How that happened we will likely never know…it did not occur as it normally does through motion by the party that lost the appeal.  As the Federal Rules of Appellate Procedure provide:

An en banc hearing or rehearing is not favored and ordinarily will not be ordered unless:(1) en banc consideration is necessary to secure or maintain uniformity of the court’s decisions; or(2) the proceeding involves a question of exceptional importance.

Fed. Rule App. Procedure 35(a).

On March 23, 2023, the plaintiff-appellants filed their en banc appeal brief, and were supported by 11 amicus (or friend of the court) briefs, including one by a number of female Olympic rowers, and another by 23 states, including Florida, Texas, and Missouri.

In their appeal brief, Soule et al. argue, among other things, that they have suffered a justiciable injury-in-fact, a requirement for standing:

Plaintiffs plausibly alleged that Defendants’ promulgation and enforcement of the CIAC policy caused an injury in fact. Depriving Plaintiffs of equal athletic benefits and opportunities, as well as effective accommodation of their abilities, violated Title IX and harmed them by causing Plaintiffs emotional and psychological distress; blocking their advancement to regional meets; stripping them of medals, championship titles, and records; and depriving them of public recognition for their achievements. Those injuries are concrete, not abstract, and particular to each named Plaintiff, not generalized.They are also actual or imminent. Violation of Plaintiffs’ Title IX rights and the resulting emotional distress; loss of medals, titles, and advancement; degrading their official athletic records; and dampening of college scouts’ and scholarship committees’ interest are actual, completed harms. Because the injuries resulting from those harms are ongoing—particularly when it comes to the accuracy of Plaintiffs’ official athletic records and their resulting marketability—they are not only actual but imminent too. Other Courts of Appeals’ rulings in prior athletic-records cases and academic-or-disciplinary record cases prove Plaintiffs’ ongoing injuries and right to seek prospective relief.

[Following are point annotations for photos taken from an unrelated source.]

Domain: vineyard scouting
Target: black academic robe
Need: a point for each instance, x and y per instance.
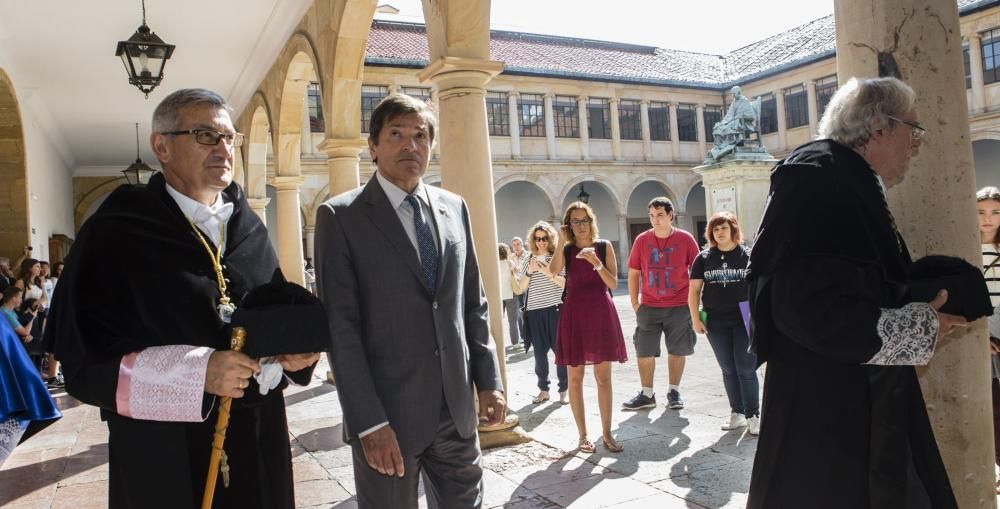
(138, 277)
(835, 432)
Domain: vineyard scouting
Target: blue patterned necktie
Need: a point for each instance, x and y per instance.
(425, 244)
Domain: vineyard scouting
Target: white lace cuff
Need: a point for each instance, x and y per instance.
(163, 383)
(908, 335)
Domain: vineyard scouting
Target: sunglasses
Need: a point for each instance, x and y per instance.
(916, 130)
(210, 137)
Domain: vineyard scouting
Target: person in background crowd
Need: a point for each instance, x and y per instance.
(28, 279)
(508, 275)
(9, 306)
(844, 421)
(6, 276)
(518, 257)
(541, 313)
(718, 278)
(589, 330)
(658, 273)
(25, 404)
(988, 210)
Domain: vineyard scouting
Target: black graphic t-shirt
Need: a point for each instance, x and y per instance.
(724, 274)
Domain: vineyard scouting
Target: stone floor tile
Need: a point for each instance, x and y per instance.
(560, 471)
(596, 491)
(92, 495)
(660, 501)
(500, 491)
(724, 486)
(320, 491)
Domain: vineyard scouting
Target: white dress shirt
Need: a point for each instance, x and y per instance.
(212, 221)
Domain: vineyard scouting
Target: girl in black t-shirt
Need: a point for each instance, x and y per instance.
(718, 279)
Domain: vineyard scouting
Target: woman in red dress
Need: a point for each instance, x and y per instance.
(589, 330)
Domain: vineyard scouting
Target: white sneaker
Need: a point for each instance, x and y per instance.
(736, 421)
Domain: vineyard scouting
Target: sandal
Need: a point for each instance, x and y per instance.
(612, 445)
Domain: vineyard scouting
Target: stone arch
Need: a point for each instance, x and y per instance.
(299, 65)
(259, 137)
(668, 190)
(515, 208)
(342, 96)
(607, 185)
(14, 214)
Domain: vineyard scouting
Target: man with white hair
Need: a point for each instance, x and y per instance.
(844, 422)
(150, 348)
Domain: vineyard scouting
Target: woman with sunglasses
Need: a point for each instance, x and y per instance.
(541, 310)
(988, 210)
(589, 329)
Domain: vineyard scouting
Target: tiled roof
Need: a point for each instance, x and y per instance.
(399, 44)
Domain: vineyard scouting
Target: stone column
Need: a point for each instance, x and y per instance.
(259, 207)
(466, 167)
(306, 140)
(779, 101)
(550, 127)
(514, 111)
(700, 113)
(935, 209)
(581, 106)
(976, 69)
(616, 130)
(436, 99)
(290, 228)
(675, 139)
(343, 163)
(310, 235)
(625, 244)
(810, 86)
(647, 143)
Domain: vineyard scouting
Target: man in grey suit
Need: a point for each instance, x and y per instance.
(398, 274)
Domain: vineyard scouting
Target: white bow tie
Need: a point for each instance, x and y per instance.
(204, 214)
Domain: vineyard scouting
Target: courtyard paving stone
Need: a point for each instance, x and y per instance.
(671, 458)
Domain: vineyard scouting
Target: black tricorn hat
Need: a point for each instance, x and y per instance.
(968, 295)
(282, 318)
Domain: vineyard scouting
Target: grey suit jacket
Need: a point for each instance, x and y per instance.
(396, 349)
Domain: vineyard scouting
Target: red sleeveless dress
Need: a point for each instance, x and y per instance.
(589, 330)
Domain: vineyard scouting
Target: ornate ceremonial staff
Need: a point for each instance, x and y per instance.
(218, 454)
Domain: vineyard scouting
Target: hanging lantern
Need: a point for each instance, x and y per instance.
(144, 56)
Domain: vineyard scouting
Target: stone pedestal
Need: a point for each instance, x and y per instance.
(738, 186)
(289, 246)
(466, 167)
(919, 42)
(343, 163)
(259, 207)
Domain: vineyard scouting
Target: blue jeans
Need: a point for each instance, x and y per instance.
(542, 325)
(739, 374)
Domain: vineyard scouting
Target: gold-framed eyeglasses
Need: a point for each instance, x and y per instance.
(211, 137)
(916, 130)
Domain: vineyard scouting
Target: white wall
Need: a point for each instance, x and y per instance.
(49, 174)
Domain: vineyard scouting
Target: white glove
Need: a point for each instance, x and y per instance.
(269, 377)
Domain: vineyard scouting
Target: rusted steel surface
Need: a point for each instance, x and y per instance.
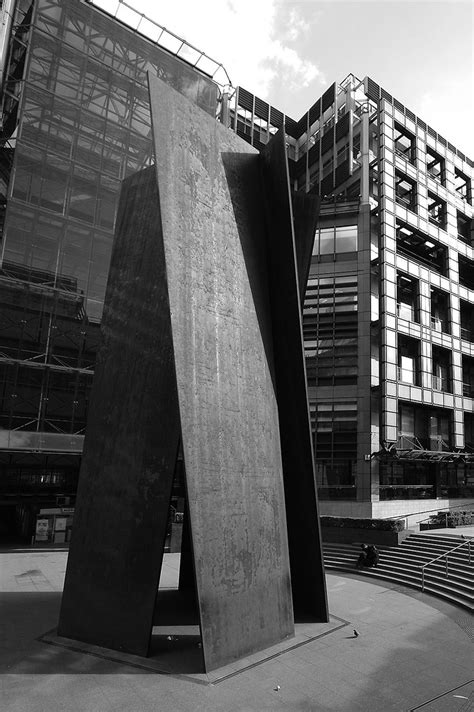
(306, 561)
(214, 238)
(202, 341)
(131, 442)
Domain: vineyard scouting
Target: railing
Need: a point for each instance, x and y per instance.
(406, 517)
(442, 556)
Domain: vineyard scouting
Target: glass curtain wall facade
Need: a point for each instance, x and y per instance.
(75, 123)
(388, 313)
(389, 303)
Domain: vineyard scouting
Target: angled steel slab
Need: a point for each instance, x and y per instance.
(214, 238)
(131, 442)
(288, 270)
(197, 345)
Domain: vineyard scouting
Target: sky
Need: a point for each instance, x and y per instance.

Plaintiff-appellants also argue that their injuries are redressable by judicial action, another component of standing:

Plaintiffs have also plausibly alleged that their injuries are at least partially redressable by a judicial decision. Compensatory or nominal damages will likely redress their completed harms, and prospective relief will likely remedy their ongoing injuries by correcting their official athletic records, medals, and titles. CIAC’s own policies demonstrate that correcting students’ athletic records after the fact is both possible and necessary to address the effect of unfair competition. And the highest levels of competitive sport show that society highly values corrected athletic medals and records, no matter how long it takes to get them right.

Oral argument is scheduled for this Tuesday, June 6th, 2023, at 2 p.m. at the Thurgood Marshall Federal Courthouse in Manhattan.

Here’s hoping that the Court will agree that the plaintiffs, despite now having all graduated from high school, still have standing to pursue their claims. If that happens, the court should reverse the district court’s dismissal of the case and send it back down for a hearing on the merits of plaintiffs’ arguments.

We will keep you updated on the progress of the case as it develops.